Over 476 million payments totaling $814 billion were made in three separate phases in 2020 and 2021, according to Pandemic Oversight. However, there is a catch. Policymakers, campaigners, and economists all concurred that quick relief was required. Although providing billions of money in stimulus funds had many positive effects on American families in the aftermath of a national disaster, it also had some negative effects that were obvious in retrospect.
Increased Interest Rate
The public enjoyed stimulus checks greatly, but they shouldn’t be anticipated in every situation of economic distress. To prevent a needless recession and to inject extra money into the economy, stimulus checks were distributed.

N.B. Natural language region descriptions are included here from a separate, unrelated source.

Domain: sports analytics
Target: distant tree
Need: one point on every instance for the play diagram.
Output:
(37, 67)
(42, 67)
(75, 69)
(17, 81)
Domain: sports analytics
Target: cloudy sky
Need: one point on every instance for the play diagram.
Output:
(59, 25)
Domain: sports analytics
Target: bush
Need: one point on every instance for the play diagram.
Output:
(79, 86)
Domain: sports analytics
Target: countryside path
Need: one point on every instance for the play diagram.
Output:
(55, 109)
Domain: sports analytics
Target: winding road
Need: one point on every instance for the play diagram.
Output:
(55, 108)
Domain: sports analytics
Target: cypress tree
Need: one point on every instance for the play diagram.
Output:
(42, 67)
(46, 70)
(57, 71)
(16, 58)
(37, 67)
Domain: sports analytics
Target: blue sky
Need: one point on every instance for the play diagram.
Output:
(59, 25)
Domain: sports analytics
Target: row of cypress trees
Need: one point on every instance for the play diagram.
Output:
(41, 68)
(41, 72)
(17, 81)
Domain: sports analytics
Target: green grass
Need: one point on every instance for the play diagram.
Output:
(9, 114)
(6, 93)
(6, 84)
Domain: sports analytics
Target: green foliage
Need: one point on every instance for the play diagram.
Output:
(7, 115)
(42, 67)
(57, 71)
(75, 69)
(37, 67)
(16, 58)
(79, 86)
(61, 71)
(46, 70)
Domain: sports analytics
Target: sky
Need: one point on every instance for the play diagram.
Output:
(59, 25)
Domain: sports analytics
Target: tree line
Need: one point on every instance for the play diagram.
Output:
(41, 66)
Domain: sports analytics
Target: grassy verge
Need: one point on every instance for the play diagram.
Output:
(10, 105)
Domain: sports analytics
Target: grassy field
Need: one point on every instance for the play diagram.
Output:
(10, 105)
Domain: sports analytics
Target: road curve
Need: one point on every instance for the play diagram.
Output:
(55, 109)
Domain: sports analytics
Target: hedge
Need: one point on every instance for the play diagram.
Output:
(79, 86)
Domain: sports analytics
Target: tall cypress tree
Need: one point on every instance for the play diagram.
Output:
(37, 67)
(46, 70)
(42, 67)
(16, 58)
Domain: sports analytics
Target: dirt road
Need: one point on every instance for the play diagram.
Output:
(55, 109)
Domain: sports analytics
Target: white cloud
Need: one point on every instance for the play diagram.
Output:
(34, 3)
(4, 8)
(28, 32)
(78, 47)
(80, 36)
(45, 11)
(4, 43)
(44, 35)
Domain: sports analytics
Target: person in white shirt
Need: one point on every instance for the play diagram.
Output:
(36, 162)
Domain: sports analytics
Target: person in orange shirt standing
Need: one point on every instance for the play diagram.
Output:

Since early 2022, the Federal Reserve has been increasing its benchmark interest rate, which has caused a slump in consumer spending. A significant decrease in expenditure might be sufficient to trigger a recession. We would need to be in a grave economic scenario for stimulus payments to be issued once more.
Decreased Stimulus Checks
Millions of taxpayers expecting returns this year are receiving less amount of money, and the percentage of people owing the IRS money is rising. Per IRS tax data, the typical return for the tax year 2022 is $2,878 as of April 7 9.3% less than the previous year. This is because Americans are no longer eligible for tax benefits from pandemic-era relief, such as stimulus checks. The government has previously used stimulus funding to assist the people during crises like the epidemic. Policymakers used stimulus funds to support the economy in 2008 during the Great Recession. Additionally, many recipients of aid weren’t financially or economically impacted by global events, nor were they unemployed. This offered people more discretion over their expenditures, which was a significant contributor to inflation reports Gobankingrates.